The emerging role of big data, machine learning, and artificial intelligence in the healthcare and pharmaceutical industries is indisputable.[1,2] While many larger pharmaceutical companies have teams in pharmacovigilance or marketing that monitor, collect, and draw meaningful conclusions from big data (extremely large datasets), medical affairs and field medical professionals should not shy away from learning how to personalize, manage, and analyze big data as it pertains to their drug portfolio, disease state, or region. An emerging body of literature has utilized free, open-source frameworks (i.e., Google Trends) to monitor regional and temporal interest in drug side effects, voluntary vaccination participation, scientific data dissemination, and off-label drug use.[3–6] As a follow up to our previous article published in the July 2021 issue, which deployed a similar framework for monitoring trends in the medical science liaison (and related) careers, the aim of this article is to help others in medical affairs access, properly analyze, and implement big data into their medical affairs strategy, including recruitment, KOL engagement, and trend identification.
Identifying which databases to scrape
Identifying robust databases (i.e. search engines or social media platforms) is vital for ensuring that enough data is readily available for analysis. The aim should be to utilize the tool that has the highest market share in a given region or to carry out a multi-database analysis (using more than one search engine/social media platform’s data). Regional and temporal changes in the market share of such platforms are freely available at gs.statcounter.com. Temporal (2015-present) and average data of search engine and social media platform market share is presented in Figure 1 a & b. For the United States, Google has consistently been the go-to browser for most internet users. Additionally, Google Trends (GT) is a free and useful tool to visualize, investigate, and gather social data.

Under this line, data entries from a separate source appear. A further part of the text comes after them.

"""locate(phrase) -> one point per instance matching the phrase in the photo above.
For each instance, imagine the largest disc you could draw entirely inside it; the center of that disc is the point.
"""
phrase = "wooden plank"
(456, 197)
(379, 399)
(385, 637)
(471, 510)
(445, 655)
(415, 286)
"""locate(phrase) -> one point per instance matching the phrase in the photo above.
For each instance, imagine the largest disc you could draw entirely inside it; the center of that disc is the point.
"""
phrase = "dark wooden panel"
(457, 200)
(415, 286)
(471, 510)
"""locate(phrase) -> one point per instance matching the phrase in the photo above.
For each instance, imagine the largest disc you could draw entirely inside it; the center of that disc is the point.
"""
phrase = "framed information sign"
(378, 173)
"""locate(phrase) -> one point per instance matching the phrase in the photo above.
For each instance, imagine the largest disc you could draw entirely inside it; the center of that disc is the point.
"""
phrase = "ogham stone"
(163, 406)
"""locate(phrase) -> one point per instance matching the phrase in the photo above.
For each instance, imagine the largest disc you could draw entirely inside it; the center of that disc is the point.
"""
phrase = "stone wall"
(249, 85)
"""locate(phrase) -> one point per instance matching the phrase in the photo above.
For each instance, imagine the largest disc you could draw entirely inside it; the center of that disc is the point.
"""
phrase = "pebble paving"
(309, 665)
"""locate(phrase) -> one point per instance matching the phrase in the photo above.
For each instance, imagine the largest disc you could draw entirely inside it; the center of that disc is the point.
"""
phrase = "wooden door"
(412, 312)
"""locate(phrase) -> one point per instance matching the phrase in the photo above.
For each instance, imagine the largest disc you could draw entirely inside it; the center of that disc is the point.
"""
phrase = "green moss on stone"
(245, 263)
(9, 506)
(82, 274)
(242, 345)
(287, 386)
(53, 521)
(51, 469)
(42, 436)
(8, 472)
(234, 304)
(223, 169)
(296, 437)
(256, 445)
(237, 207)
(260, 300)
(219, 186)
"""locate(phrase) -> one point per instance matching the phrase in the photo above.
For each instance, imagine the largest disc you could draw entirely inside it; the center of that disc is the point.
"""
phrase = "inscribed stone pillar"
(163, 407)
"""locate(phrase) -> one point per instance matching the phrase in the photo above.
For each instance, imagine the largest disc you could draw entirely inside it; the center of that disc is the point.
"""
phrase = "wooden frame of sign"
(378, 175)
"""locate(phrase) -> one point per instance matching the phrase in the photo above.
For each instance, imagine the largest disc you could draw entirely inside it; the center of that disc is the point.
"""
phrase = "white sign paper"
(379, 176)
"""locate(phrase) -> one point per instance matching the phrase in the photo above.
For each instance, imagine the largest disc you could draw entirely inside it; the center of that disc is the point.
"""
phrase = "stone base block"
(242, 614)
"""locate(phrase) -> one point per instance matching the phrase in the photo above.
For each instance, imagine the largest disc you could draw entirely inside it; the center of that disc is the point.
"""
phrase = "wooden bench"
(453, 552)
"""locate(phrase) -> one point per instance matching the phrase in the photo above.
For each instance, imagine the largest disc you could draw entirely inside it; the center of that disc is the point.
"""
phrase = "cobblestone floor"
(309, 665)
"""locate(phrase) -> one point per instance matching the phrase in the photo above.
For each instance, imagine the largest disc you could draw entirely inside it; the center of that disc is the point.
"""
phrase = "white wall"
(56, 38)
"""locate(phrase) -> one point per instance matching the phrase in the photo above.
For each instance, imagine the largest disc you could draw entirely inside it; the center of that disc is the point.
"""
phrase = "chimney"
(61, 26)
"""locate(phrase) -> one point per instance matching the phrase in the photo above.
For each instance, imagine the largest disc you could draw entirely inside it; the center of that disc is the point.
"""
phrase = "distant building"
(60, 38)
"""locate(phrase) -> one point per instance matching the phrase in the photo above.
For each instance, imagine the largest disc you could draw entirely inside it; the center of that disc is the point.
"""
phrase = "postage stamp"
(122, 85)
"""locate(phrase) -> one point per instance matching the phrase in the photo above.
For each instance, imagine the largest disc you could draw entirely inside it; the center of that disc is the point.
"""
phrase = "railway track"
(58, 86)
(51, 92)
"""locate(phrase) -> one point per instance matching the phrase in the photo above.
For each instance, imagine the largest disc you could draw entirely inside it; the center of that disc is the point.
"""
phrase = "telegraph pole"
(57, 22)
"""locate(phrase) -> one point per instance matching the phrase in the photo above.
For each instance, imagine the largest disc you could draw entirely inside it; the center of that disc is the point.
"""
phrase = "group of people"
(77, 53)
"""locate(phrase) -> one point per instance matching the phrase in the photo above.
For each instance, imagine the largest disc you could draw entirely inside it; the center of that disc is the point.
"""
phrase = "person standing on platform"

As a platform, GT gives users access to temporal and regional data of up to five search terms. When terms are searched in combination, their search volume is given relative to one another. Additionally, regional data has exceptional granularity, with data ranging from countries to metropolitan areas. GT has a fundamentally intuitive design that is highly customizable and easy to maneuver. More in-depth training (i.e., differentiating search terms from topics, fine-tuning verbiage, etc) is available free of charge on Google News Initiative’s Google Trends course series (and even comes with a certification).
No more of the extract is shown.